Nous procéderons en suite :
A l’analyse documentaire d’un double corpus regroupant l’ensemble de textes officiels et des articles de presse. Il sera pris en compte leur chronologie, leur nature ainsi que la recherche des thèmes récurrents concernant le public accueilli, les enseignants, les éducateurs, le contenu du partenariat, la réglementation et la recherche des mots clé dans leur environnement et leur utilisation.
L’analyse documentaire se découpera en quatre parties pour aboutir à l’énoncé des hypothèses et des objectifs :
une introduction à partir d’une lecture flottante des projets de services, des textes officiels, des conventions, de la presse.
une pré-analyse sur les types de communications officielles qui existent sur les classes relais .
Les indicateurs porteront sur le nombre de personnel, de jeunes , l’âge des jeunes, leur sexe, leur niveau à l’entrer dans les dispositifs, la duré moyenne de présence, le taux de rescolarisation, l’activité du service, l’estimation des besoins, les propositions de réponses aux besoins exprimés, par l’institution et les acteurs locaux.
Les indices sont repérés en superposant dans un premier temps les énoncés des acteurs et les textes publiés par les institutions puis en relevants les distorsions, enfin en dégageant des thèmes (en tant que noyaux de sens, objet autour duquel s’organise le discours, événement, unité de contexte, type de document, personnage) de glissement : des objectifs, des règlements des fonctionnements, des moyens.

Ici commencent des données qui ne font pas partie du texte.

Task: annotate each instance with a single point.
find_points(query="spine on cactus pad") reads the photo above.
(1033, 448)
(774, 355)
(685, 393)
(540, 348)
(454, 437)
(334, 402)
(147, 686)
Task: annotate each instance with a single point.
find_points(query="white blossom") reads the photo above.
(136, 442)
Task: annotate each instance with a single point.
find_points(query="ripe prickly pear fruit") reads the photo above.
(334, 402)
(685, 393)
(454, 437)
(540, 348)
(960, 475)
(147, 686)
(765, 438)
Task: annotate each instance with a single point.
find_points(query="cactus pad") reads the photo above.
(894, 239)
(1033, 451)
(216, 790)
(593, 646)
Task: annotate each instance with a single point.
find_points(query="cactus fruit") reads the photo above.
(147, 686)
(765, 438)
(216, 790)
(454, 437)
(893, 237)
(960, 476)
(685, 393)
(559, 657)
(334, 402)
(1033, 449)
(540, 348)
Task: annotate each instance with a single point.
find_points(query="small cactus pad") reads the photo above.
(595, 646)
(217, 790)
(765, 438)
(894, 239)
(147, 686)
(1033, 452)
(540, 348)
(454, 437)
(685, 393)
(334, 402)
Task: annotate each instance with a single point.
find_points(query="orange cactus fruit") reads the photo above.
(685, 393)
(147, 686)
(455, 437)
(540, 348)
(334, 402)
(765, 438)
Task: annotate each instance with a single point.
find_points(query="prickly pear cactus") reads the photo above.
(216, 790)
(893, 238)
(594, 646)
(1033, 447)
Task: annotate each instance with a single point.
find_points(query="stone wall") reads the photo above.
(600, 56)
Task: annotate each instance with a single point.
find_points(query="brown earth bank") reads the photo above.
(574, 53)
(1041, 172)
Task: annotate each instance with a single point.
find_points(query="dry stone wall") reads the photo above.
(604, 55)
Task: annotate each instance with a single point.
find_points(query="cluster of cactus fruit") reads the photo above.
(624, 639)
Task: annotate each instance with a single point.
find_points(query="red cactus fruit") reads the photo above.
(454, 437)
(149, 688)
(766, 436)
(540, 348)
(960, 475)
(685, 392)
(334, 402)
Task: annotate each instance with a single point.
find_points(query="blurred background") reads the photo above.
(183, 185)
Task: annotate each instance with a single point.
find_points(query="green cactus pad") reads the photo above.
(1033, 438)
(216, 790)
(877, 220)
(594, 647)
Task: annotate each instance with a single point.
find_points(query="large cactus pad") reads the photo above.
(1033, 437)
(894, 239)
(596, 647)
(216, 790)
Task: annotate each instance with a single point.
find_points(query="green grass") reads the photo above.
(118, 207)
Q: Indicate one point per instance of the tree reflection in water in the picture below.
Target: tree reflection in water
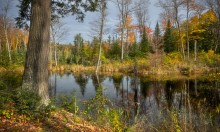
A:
(141, 96)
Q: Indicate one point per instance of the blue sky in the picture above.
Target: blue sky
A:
(74, 27)
(84, 28)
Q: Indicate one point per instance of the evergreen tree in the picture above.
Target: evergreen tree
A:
(144, 45)
(170, 42)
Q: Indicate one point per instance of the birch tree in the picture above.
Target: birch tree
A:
(175, 6)
(125, 7)
(6, 24)
(102, 11)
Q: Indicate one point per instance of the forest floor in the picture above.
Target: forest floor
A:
(57, 122)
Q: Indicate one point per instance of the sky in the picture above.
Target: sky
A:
(73, 27)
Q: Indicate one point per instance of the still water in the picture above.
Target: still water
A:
(141, 95)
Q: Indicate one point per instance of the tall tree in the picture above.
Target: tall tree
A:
(157, 40)
(35, 75)
(57, 33)
(141, 13)
(36, 66)
(144, 44)
(175, 6)
(169, 39)
(6, 24)
(215, 6)
(125, 7)
(102, 10)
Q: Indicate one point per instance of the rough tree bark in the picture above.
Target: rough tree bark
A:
(102, 19)
(35, 76)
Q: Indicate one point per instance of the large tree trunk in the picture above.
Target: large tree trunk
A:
(35, 75)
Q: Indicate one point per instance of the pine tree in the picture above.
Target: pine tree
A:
(170, 42)
(144, 45)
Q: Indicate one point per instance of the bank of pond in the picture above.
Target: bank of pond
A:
(119, 102)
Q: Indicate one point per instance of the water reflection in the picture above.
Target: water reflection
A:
(141, 95)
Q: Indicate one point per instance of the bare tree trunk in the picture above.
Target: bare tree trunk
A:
(195, 50)
(181, 40)
(5, 26)
(7, 43)
(35, 75)
(55, 54)
(187, 28)
(103, 15)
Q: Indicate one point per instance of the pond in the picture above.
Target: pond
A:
(145, 97)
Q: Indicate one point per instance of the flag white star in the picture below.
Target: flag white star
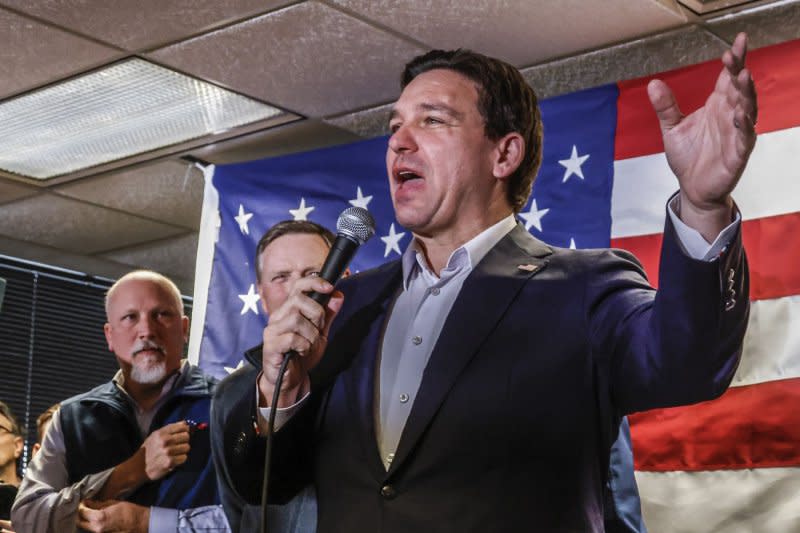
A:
(392, 241)
(232, 369)
(573, 164)
(301, 213)
(242, 219)
(534, 216)
(360, 200)
(250, 300)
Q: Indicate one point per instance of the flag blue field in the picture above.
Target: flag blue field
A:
(570, 206)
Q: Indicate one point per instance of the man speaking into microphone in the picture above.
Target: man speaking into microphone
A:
(477, 383)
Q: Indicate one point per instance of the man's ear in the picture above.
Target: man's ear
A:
(185, 327)
(509, 152)
(263, 299)
(18, 445)
(107, 331)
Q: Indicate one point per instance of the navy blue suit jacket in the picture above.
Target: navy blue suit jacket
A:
(523, 394)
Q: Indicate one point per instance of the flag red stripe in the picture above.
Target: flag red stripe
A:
(771, 244)
(777, 82)
(747, 427)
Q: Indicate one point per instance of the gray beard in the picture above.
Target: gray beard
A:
(149, 375)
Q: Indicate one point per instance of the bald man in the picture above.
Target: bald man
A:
(132, 454)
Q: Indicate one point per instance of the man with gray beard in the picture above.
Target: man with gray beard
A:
(132, 454)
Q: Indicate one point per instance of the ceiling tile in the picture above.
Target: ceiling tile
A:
(767, 25)
(368, 123)
(174, 257)
(33, 53)
(299, 136)
(57, 258)
(626, 61)
(522, 33)
(308, 58)
(10, 191)
(139, 24)
(51, 220)
(169, 191)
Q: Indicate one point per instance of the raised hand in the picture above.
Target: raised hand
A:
(302, 325)
(708, 149)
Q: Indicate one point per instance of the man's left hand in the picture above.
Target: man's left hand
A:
(113, 515)
(708, 149)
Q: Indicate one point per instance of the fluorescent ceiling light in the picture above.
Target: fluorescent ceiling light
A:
(125, 109)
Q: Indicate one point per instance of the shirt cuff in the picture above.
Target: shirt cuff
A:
(694, 244)
(163, 520)
(283, 415)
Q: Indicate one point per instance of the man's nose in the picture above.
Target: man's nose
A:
(147, 326)
(402, 140)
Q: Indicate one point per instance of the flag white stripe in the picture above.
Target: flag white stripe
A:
(721, 501)
(209, 233)
(770, 186)
(772, 343)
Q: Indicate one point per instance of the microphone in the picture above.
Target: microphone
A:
(354, 227)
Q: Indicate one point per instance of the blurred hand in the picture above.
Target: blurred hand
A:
(166, 449)
(112, 515)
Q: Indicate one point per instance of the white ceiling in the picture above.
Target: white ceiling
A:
(332, 65)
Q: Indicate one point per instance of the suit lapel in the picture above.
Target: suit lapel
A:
(486, 294)
(359, 381)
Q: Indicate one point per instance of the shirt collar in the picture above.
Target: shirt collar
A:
(467, 255)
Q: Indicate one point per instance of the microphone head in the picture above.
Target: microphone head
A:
(356, 223)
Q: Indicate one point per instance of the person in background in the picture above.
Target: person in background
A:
(42, 423)
(288, 251)
(11, 445)
(132, 454)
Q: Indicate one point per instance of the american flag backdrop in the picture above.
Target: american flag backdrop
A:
(728, 465)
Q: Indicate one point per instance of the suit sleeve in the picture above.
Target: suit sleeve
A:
(676, 346)
(238, 450)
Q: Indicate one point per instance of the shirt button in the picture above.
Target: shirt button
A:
(388, 492)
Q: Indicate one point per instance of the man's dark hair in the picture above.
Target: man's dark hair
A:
(288, 227)
(505, 100)
(15, 428)
(44, 419)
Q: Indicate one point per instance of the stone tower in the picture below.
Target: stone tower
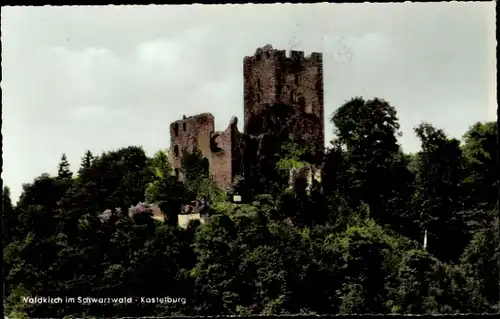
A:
(271, 77)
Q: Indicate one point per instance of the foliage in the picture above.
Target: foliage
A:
(351, 243)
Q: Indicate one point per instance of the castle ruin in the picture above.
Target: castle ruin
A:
(270, 78)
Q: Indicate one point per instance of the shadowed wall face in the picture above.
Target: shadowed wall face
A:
(219, 148)
(188, 135)
(271, 77)
(282, 95)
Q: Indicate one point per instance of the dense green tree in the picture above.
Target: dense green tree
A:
(439, 192)
(64, 170)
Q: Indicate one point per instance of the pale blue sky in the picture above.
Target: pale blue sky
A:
(100, 78)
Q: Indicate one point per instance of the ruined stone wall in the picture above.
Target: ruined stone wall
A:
(219, 148)
(188, 134)
(271, 77)
(225, 156)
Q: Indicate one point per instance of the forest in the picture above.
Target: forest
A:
(351, 243)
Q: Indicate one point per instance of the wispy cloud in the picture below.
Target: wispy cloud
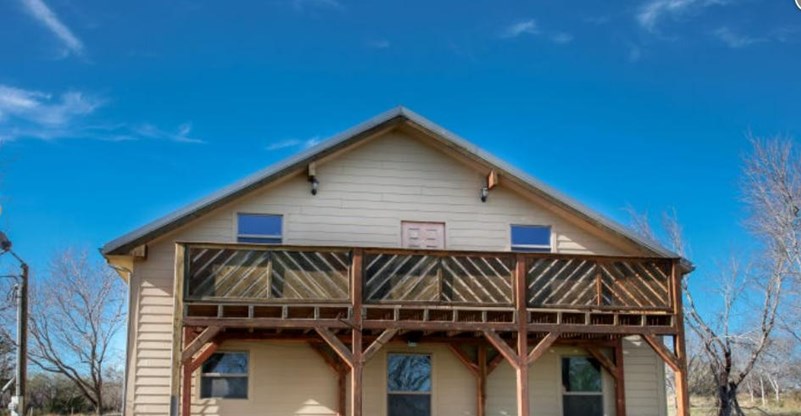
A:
(31, 114)
(524, 27)
(735, 40)
(561, 38)
(379, 44)
(41, 12)
(652, 12)
(288, 143)
(302, 5)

un analyse des documents que nous avons retenus : supports écrits de type administratifs, réglementaires et législatifs, sur le sujet ou en périphérie, en fonction de leur pertinence .
Avec une grille de lecture de repérage lexical, nous rechercherons les différents registres pédagogiques, judiciaires, sécuritaire et d’exclusion , ainsi que les thématiques abordées.
La formulation des hypothèses et des objectifs : les textes traduisent , à la fois les convictions et les valeurs des animateurs des classes relais, et les projets locaux partenariaux.
Il conviendra en suite de mettre en évidence le décalage entre la représentation du concept classe relais par les acteurs de terrain et par l’Education Nationale dans la définition et l’organisation structurante qu’elle en fait.
Nous distinguerons deux inférences spécifiques à effectuer à partir des résultats :
- L’autorité administrative détourne-t-elle à son profit l’expérimentation de terrain en catégorisant son public ?
- L’unité classe relais, pionnière dans un environnement locale traditionnel, prend-elle en compte l’individu global, être à éduquer et tente-t-elle d’inverser le processus d’exclusion en processus d’intégration ?
L’instauration de dispositifs relais impliquerait une rupture avec les modes opératoires référencés à la classification des individus pour réfléchir au traitement global de situations qui ont conduit à l’exclusion aux fins d’imaginer pour chaque élève perdu par l’école un processus nouveau qui permettrait son intégration voire sa réinsertion.
L’admission et l’inscription d’un jeune en classe relais sortiraient d’une logique classificatoire pour traiter en interaction les composantes de sa personne, ses environnements et ses habitudes de vie.
Les premiers résultats de cette étude confortent, parmi les hypothèses énoncées , celles d’une dérive vers une relégation par catégorisation des jeunes orientés en dispositif relais dans une démarche classificatrice essentiellement centrée autour des comportements, induite par les positions des institutions, alors que dans le même temps des enseignants et des éducateurs interviennent sur chaque sujet , au quotidien en recherchant des processus favorisant son intégration.